The home’s superintendent, Bennett Walsh, has defended his response and accused state officials of falsely claiming they weren’t notified quickly enough about the spread of the virus. His lawyer, William Bennett, said Wednesday that Walsh wants to let investigations into the home unfold before commenting further.
For most people, the coronavirus causes mild or moderate symptoms, such as fever and cough, that clear up in two to three weeks. For some, especially older adults and the infirm, it can cause more severe illness, including pneumonia.
The dead include World War II veterans and those who served during the wars in Korea and Vietnam. They were husbands, fathers and grandfathers, already weakened by other health issues, and in need of camaraderie and a quiet place to spend the remainder of their lives.
When Kenney heard about the problems at the home, she started frantically calling to get details about her father, Charlie Lowell, she said. After failing to get a hold of anyone for hours, she took a blue grease pencil and wrote on her car windows: “Is my dad alive? Shame on Soldiers Home. Over 30 hours with no call back.”
When she arrived at the home, she shouted at a woman wearing scrubs: “Who the hell is in charge here?” Kenney said.
Lowell, 78, died on April 15, nearly two weeks after Kenney drove her car to the home searching for answers. The Air Force veteran was an air launch missile guide technician for the 17th Airborne Missile Maintenance Squadron until 1965 before working at IBM. He leaves behind a wife of almost 60 years.
To Keri Rutherford, it had looked like her father was going to be one the lucky ones to escape the virus. Francis “Fran” Foley, an 84-year-old Army veteran, initially tested negative and was moved to the Holyoke Medical Center with others who didn’t have COVID-19, she said. But soon, he was running a 104 degree fever. Days later, he died.
“I think a lot of people have the mindset, ‘Oh, they were old. They already had issues,’” Rutherford said. “It’s almost like because they were old and in a nursing home, it didn’t really matter,” she said.
Several investigations into the deaths are underway.
Massachusetts Attorney General Maura Healey said she is looking into whether legal action is warranted. And the Massachusetts U.S. attorney’s office and Department of Justice’s Civil Rights Division are investigating whether officials violated residents’ rights by failing to provide them proper medical care.
Family members say they are hopeful those investigations will provide answers and perhaps justice. The veterans deserved to be protected by the country they gave so much of their lives to, they say.
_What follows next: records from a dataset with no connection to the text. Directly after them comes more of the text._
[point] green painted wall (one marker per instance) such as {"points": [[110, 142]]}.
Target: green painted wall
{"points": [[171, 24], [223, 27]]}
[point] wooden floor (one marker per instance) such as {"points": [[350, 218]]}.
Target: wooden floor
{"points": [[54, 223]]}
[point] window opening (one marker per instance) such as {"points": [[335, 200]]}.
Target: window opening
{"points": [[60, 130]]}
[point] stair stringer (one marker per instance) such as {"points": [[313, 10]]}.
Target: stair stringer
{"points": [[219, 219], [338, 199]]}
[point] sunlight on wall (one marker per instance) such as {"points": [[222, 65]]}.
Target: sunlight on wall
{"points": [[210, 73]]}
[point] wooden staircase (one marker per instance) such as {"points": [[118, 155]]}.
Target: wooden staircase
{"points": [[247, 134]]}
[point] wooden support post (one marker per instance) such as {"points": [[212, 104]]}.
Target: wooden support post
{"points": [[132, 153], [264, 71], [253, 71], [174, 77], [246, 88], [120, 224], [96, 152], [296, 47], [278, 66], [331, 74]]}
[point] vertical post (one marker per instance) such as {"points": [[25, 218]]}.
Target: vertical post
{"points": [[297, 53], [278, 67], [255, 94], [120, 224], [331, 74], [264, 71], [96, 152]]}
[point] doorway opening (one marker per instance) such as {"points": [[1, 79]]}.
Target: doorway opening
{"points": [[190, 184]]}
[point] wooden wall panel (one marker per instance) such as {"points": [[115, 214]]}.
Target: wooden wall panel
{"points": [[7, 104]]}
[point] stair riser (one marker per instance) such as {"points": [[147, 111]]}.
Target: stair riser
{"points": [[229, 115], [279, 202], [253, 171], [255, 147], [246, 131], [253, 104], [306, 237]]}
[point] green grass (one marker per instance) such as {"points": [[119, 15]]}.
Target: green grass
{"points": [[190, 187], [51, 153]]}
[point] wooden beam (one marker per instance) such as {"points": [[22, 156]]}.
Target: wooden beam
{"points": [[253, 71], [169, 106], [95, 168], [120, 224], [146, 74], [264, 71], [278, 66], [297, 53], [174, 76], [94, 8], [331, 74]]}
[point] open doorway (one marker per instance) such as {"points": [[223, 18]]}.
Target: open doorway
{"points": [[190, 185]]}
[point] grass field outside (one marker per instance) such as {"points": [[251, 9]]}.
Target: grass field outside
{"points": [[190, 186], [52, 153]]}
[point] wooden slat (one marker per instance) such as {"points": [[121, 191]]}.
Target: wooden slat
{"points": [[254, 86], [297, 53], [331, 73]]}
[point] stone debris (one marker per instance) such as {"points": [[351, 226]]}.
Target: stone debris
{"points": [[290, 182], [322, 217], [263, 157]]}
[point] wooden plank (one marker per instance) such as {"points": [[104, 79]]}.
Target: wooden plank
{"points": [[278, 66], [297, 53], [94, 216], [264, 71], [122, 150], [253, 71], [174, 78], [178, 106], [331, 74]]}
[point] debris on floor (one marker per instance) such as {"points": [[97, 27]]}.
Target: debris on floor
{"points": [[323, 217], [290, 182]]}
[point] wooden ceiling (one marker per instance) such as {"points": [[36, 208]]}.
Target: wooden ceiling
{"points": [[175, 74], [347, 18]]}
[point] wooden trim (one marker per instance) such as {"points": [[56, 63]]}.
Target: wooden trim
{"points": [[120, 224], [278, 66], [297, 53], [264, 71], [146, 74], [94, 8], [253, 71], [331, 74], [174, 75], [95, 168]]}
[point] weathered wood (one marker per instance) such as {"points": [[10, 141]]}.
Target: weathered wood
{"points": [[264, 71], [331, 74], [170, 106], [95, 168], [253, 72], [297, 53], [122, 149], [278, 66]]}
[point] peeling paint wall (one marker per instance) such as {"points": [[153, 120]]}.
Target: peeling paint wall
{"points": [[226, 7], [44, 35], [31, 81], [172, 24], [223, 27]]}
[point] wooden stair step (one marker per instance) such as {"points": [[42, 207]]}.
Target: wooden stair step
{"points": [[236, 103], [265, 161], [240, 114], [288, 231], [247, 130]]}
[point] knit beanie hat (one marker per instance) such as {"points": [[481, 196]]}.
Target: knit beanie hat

“You’re dealing with a population who either volunteered or was drafted and throughout the duration of their lives have always put the welfare of others in front of themselves,” said state Rep. John Velis, a major in the Army Reserve who visited the home last week.
“The least we can do for them as a commonwealth, the least we can do for them as a nation is to make sure that they can live a peaceful, safe remaining time period they have on this earth,” he said.